Queensland leadership spill: Opposition Leader Lawrence Springborg dismisses plot report

Queensland Opposition Leader Lawrence Springborg has dismissed reports of an LNP leadership spill, adding any challenger would draw the ire of the partyroom.

Key points:

Speculation of leadership spill within weeks

Reports, ex ministers Tim Nicholls, Tim Mander on unity ticket

Challenge reportedly sparked by changes to election voting rules, which give ALP advantage

Opposition Leader Lawrence Springborg dismisses spill reports

The Sunday Mail has reported former treasurer Tim Nicholls and former housing minister Tim Mander are open to forming a unity ticket, with a challenge to occur within weeks.

"If there is a small number of people expressing that view then I think it would be met overwhelmingly with and by the ire of my colleagues," he said.

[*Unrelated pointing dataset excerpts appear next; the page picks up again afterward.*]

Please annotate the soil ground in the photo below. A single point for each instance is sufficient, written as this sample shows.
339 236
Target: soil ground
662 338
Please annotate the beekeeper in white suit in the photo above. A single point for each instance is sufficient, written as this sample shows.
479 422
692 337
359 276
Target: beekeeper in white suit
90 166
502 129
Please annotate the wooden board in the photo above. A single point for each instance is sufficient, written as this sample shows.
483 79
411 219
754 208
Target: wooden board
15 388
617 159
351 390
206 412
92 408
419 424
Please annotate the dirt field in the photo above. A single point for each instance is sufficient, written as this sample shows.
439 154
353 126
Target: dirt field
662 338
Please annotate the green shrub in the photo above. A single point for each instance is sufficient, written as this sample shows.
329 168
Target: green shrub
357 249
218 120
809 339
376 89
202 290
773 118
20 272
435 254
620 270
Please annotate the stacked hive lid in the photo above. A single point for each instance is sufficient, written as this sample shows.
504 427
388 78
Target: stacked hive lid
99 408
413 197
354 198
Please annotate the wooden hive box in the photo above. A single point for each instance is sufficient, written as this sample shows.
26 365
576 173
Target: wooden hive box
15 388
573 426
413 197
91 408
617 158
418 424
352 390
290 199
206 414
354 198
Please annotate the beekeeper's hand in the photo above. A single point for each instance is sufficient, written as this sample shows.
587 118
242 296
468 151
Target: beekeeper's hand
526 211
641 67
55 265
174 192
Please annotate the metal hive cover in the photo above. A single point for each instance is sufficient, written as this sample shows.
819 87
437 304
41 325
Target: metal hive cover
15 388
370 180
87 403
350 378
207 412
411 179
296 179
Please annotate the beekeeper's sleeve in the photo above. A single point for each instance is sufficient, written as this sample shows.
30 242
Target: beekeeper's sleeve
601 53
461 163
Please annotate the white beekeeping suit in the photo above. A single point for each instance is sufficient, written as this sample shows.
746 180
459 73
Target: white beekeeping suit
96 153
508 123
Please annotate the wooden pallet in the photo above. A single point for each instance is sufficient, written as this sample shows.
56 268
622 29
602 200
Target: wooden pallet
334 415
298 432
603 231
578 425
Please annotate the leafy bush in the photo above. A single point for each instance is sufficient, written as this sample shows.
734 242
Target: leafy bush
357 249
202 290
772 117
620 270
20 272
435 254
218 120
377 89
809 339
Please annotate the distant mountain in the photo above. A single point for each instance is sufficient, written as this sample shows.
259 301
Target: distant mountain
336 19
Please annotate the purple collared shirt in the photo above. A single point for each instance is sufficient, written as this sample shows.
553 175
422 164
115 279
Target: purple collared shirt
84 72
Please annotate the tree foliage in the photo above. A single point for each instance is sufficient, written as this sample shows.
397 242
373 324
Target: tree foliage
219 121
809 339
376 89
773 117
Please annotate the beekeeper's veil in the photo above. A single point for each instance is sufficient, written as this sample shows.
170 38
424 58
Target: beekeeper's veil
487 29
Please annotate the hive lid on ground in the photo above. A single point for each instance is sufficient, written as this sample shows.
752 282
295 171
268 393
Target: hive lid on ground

"I don't believe there are any serious moves to that effect.

"I'm very confident that this is not the view held by the greatest majority of my colleagues.

"Indeed, the greatest majority of my colleagues are buoyed by the ascendant position of the LNP over the last six to eight months."

The leadership rumblings were reportedly sparked by Labor's surprise move to scrap 'just vote one' on election days, a move which could hand them an extra eight seats.

The news laws had the support of Katter's Australian Party in the hung parliament, and Mr Springborg has reportedly come under fire for failing to negotiate with the crossbenchers to prevent the them from backing the changes.

Mr Springborg said there had been a range of private members' bills that had gone through Parliament with the support of KAP as a consequence of their discussions.

"But individual political parties do as they do in the Parliament to suit themselves and that's the nature of the Parliament and that's beyond the ability of any other political party to influence," he said.

Last week in Parliament, Labor outmaneuvered the LNP during debate, in what was a see-saw battle for control of the legislative agenda.

While debating a LNP bill to add four more seats in Parliament, Labor managed to force through an amendment to reintroduce compulsory preferential voting.

KAP and independent MPs supported the bill to make voters number all boxes on election day.